Je crois, dans cette solitude obscure où je pénètre, entendre bouger le silence d’une époque morte. C’est un bruit grêle et lointain, un sautillement précipité dénotés — épinette ou clavecin ? Puis tout se tait. Cela reprend et, tout à coup, deux voix unies jaillissent, aiguës et limpides, retombent.

Eux ? Pourquoi se taisent-ils ? Ses doigts ont-ils quitté le clavier grinçant et se joignent-ils passionnément sur la nuque dorée de Maman ? Que se passait-il par ce même après-midi d’alors, par ce jour triste et blanc ?

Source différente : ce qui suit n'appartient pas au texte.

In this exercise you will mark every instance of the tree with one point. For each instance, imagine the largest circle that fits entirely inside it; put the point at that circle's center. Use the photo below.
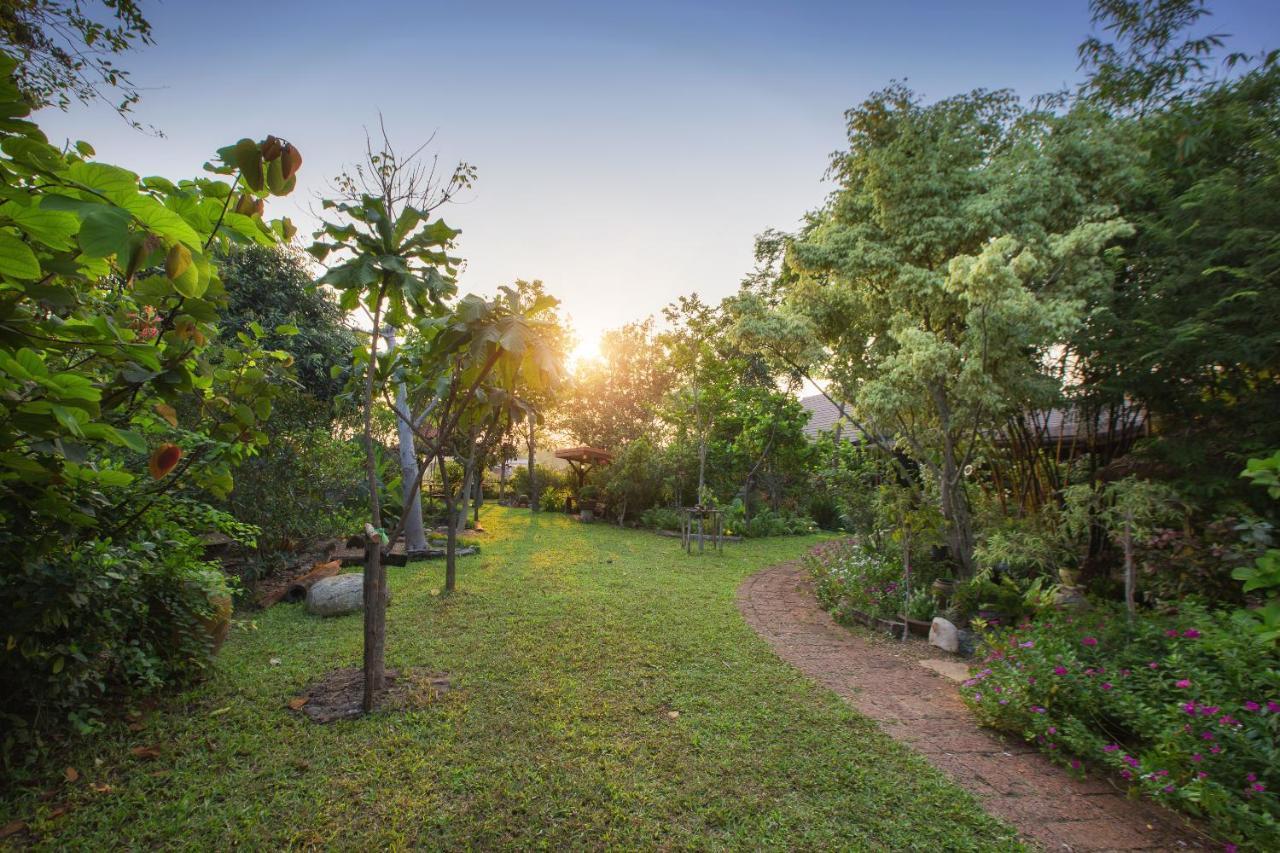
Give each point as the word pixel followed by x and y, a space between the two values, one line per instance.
pixel 613 400
pixel 65 53
pixel 392 259
pixel 961 245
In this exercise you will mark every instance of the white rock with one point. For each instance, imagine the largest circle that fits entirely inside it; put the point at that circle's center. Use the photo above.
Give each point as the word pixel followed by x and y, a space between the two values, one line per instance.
pixel 945 635
pixel 338 596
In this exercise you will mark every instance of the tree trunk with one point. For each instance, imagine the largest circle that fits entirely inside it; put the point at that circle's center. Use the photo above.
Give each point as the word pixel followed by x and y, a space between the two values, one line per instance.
pixel 415 537
pixel 533 471
pixel 451 519
pixel 375 619
pixel 375 616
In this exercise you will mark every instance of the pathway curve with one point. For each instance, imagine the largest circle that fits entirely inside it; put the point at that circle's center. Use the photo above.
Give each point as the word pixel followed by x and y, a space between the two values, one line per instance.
pixel 1043 802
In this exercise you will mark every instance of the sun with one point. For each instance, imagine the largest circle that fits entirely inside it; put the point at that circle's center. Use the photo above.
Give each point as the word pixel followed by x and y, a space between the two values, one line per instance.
pixel 588 350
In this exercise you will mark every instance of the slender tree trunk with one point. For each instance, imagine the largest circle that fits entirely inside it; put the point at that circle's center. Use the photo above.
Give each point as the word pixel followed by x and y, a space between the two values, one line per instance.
pixel 1130 578
pixel 375 574
pixel 533 471
pixel 451 515
pixel 415 537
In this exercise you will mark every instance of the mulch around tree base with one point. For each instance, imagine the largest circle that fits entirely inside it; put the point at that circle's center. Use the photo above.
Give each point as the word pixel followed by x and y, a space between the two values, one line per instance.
pixel 341 693
pixel 1048 807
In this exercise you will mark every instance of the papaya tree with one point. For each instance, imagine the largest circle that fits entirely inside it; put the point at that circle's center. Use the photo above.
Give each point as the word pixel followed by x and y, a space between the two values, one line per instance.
pixel 392 259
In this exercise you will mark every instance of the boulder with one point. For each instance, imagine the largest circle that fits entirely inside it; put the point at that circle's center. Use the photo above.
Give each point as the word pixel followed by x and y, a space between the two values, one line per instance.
pixel 945 635
pixel 338 596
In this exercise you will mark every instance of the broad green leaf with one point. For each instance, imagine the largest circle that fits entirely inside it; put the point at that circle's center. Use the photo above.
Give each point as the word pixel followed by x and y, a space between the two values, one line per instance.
pixel 17 260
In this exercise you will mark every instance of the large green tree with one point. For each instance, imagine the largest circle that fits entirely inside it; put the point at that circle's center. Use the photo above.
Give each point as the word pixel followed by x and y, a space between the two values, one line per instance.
pixel 961 245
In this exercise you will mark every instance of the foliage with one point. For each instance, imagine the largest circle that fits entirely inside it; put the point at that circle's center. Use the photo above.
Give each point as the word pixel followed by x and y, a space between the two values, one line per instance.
pixel 661 518
pixel 613 400
pixel 1179 705
pixel 101 621
pixel 549 635
pixel 120 409
pixel 65 53
pixel 849 576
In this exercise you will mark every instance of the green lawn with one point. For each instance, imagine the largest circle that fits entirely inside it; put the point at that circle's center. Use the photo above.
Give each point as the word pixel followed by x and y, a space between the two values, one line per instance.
pixel 568 646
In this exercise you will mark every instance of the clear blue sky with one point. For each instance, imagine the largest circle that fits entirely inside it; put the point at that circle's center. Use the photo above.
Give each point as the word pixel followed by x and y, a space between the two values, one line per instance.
pixel 626 153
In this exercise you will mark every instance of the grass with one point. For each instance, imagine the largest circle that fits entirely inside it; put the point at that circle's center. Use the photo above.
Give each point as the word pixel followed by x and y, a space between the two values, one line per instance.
pixel 570 647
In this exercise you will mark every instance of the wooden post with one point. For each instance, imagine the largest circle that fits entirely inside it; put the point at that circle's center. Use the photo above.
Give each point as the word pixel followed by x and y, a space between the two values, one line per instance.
pixel 375 617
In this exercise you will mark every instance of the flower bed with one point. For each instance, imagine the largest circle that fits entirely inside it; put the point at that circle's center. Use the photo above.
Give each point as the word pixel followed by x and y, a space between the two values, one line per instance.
pixel 1185 707
pixel 851 580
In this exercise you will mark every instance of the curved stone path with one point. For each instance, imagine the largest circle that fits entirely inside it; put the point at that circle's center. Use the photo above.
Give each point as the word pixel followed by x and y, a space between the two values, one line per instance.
pixel 1046 804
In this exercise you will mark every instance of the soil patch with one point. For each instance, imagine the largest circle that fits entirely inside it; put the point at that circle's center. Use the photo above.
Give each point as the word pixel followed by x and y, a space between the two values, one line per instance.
pixel 338 696
pixel 885 679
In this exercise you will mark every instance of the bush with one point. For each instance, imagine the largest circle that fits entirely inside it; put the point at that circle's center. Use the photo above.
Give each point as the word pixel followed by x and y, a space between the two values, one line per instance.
pixel 661 518
pixel 101 623
pixel 850 576
pixel 1182 706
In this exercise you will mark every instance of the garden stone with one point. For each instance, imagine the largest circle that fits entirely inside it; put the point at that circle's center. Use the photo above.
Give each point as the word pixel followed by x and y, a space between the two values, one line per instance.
pixel 338 596
pixel 945 635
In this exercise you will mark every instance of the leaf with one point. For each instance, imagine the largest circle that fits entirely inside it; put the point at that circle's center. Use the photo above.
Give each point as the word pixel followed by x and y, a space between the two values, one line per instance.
pixel 104 232
pixel 17 260
pixel 168 413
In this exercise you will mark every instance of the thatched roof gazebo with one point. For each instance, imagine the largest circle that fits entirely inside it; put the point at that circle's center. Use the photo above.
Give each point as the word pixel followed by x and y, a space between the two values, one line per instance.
pixel 584 459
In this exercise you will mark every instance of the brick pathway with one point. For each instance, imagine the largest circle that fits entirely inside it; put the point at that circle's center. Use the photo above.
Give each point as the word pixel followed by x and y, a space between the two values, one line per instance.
pixel 1016 784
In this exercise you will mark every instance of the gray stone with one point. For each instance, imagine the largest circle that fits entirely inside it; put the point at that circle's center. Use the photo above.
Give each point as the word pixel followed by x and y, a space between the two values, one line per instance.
pixel 945 635
pixel 338 596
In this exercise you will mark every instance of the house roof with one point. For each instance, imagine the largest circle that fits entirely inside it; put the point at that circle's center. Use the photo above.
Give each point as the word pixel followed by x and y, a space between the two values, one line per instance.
pixel 1048 427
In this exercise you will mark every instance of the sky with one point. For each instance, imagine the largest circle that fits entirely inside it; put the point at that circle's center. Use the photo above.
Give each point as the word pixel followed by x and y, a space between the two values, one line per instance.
pixel 626 153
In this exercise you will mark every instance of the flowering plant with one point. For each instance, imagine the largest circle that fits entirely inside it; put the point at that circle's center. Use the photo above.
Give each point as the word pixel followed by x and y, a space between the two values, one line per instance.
pixel 849 576
pixel 1183 706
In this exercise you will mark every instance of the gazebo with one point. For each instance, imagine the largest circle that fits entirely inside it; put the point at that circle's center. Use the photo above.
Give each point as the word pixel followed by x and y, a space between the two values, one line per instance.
pixel 583 460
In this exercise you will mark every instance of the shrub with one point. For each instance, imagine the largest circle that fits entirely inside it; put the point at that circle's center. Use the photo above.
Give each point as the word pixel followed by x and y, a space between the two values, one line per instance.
pixel 1183 706
pixel 661 518
pixel 100 623
pixel 850 576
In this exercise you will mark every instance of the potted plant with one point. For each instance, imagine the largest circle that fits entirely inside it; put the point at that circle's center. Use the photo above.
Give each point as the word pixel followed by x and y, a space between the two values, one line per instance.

… Une porte a battu. Est-ce Claude Anet qui est entré et les trouve ainsi enlacés ?… Je me l’imagine si bien, ce maigre laquais sartunien costumé de noir, sentencieux et discret, la voix pâle, aux gestes rares, qui mourut vieux à vingt-huit ans

  1. Cette maison, peu connue des Chambériens, est située au fond, et à droite, du cul-de-sac dont parle Rousseau. Elle porte le numéro 44. On y accède soit par ledit cul-de-sac (seul passage autrefois) qui s’ouvre entre les numéros 40 et 54 de la place Saint Leger, dont elle fait partie, soit par un corridor qui prend rue des Arcardes. (Le mur auquel fait allusion Rousseau ayant été démoli.) Une borne qui se trouve en face de la maison, dans la cour où aboutit le cul-de-sac, indique, paraît-il, l’emplacement de ce mur.